Isso revela uma verdade profunda sobre como funcionam os LLMs atuais. Eles são comparadores de padrões treinados em janelas de contexto local – brilhantes em completar as próximas linhas de uma função, mas fundamentalmente incapazes de raciocinar sobre como essas linhas se encaixam em um sistema de componentes interconectados. Uma base de código não é uma sequência de tokens. É um gráfico de dependências, restrições e invariantes. As arquiteturas atuais não modelam esse gráfico.
Os pesquisadores da Meta criaram uma distinção útil: os modelos têm inteligência sintática (a capacidade de produzir código bem formado), mas carecem de inteligência arquitetônica (a capacidade de produzir um sistema bem formado). A diferença entre os dois é enorme.
Inteligência de engenharia: a próxima fronteiraO termo “Inteligência de Engenharia” está ganhando força como sucessor de “AGI” no discurso prático. Não se trata de saber se um modelo pode escrever uma função recursiva de Fibonacci ou resolver um quebra-cabeça de programação dinâmica – todos os modelos principais superaram essa barreira anos atrás. Inteligência de Engenharia trata de saber se um modelo pode:
- Entenda por que existe uma abstração específica em uma base de código
- Reconhecer quando uma alteração em um módulo quebrará invariantes em outro
- Projetar sistemas que sejam sustentáveis, testáveis e resilientes sob restrições do mundo real
- Tomar decisões de compromisso entre desempenho, clareza e correção
O ProgramBench sugere que nenhum dos modelos atuais possui uma forma rudimentar de Inteligência de Engenharia. Eles são ferramentas de aceleração – escrever clichês, gerar casos de teste, explicar código – mas não conseguem raciocinar sobre o software como um sistema.
O que isso significa para engenheiros de software
Para os milhões de desenvolvedores que assistem à revolução da IA com uma mistura de entusiasmo e ansiedade, o ProgramBench oferece um ponto de dados esclarecedor.
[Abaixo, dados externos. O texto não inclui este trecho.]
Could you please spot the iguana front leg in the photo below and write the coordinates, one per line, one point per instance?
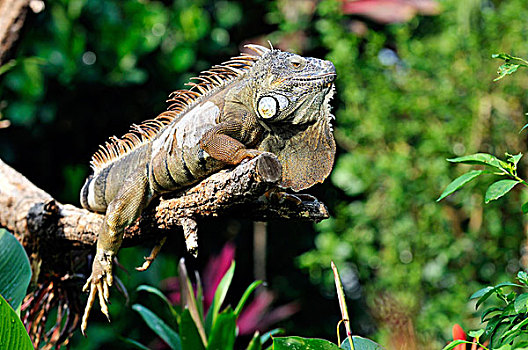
(222, 141)
(122, 211)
A IA não vem para o seu trabalho – não para a parte que envolve pensar sobre arquitetura, fazer concessões de design e garantir que os sistemas estejam corretos em todas as condições. O que a IA está fazendo é comprimir a extremidade inferior da distribuição de habilidades: as tarefas que antes exigiam que os desenvolvedores juniores digitassem centenas de linhas padronizadas agora são realizadas em segundos.
O trabalho de um engenheiro de software está evoluindo em direção ao que sempre foi: projetar sistemas, não digitar código. A digitação nunca foi a parte difícil. O ProgramBench provou isso da maneira mais rigorosa possível.
A corrida agora começou para construir o primeiro modelo que possa pontuar acima de zero na Reconstrução do Módulo. Quem resolver esse problema não apenas terá construído um mecanismo de preenchimento automático melhor – mas também terá construído uma máquina que pode realmente projetar software.